The driving Waylonesque ‘The Whiskey Seems To Always Change My Mind’ oozes retro but convincing outlaw attitude, with a wry lyric about a straight and narrow kind of who gets pulled off the straight and narrow by drinking. It makes an exciting opening to the record. The similarly paced but slightly more Southern rock title track gets a bit repetitive.
The outstanding track is the waltz ‘Angel Like You’, which reminds me of some of Jamey Johnson’s best work. The story song tells the story of a hard working couple, both working 50- hour weeks and still not making ends meet, but whose love sustains them. It’s rooted in reality with its admissions of fights and the man’s temptation to turn to crime, rejected because he knows it would make him “less of a man”. Some pretty fiddle adds the final touch. Lovely.
Also inspired by the reality of today’s harsh economic climate, ‘Crude Oil Blues’ interestingly marries its modern message (complaining about gas prices) to an authentic Jimmie Rodgers style yodelling country blues.
Another contemporary lyric combined with more retro sound is the fast paced cautionary tale of ‘Methamphetamines’. This one sounds like Jerry Reed with added harmonica, and portrays a man’s descent into addiction and prison.
On a more traditional theme, ‘Heartache Hall Of Shame’ is a honky tonk shuffle with a musician narrator lamenting his foolish jettisoning of a lover for his band and the vain hopes of fame. Another shuffle, the poignant ‘Unwanted’ tells sympathetically of a has-been country singer, a man who is a
Used to be full of shattered dreams that never quite came true
He was top of the line back in his prime a hero for me and you
Now his songs have been forgotten and his name got lost in time
And now he drowns in memories and the liquor and the wine
‘So Easy’ is more personally painful as the protagonist quizzes his loved one about her new love interest, and just where he went wrong. It is the emotional equivalent of picking at a wound, and the rawness of the emotion has an intensity which makes it hit hard.

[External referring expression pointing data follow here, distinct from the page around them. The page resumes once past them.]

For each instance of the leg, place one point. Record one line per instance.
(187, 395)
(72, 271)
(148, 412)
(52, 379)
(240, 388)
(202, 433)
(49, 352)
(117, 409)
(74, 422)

Drinking is the remedy for a broken heart in ‘Brandy On My Mind’, written by band member Gary Braddy (Brandy is the girl who did the damage, not the drink). Another broken man narrates ‘Not Enough’, as he fights an alcohol problem:
I’m a brother to the blues and a cousin to the rain
My best friends are Jim Beam and Jack Daniels
They’ve always seemed to help me with the pain
My woman says she can believe my drinking
My drinkin’ can’t believe she’d say those things
It’s pointless for me to fight
Cause she won’t be home tonight
And I realise I’ve been talking to myself
Up to now I’ve always been half crazy
But I think that I’ve finally lost my mind
The album closes with two live cuts: an effective cover of Waylon’s ‘Lucille (You Won’t Do Your Daddy’s Will)’, and a retread ‘18 Wheels Of Hell On The Highway’ from his previous album, which is fine, although it wasn’t one of my favorite tracks from that record.
This is highly recommended to anyone who wants to hear some solid, well-written and performed honky tonk music.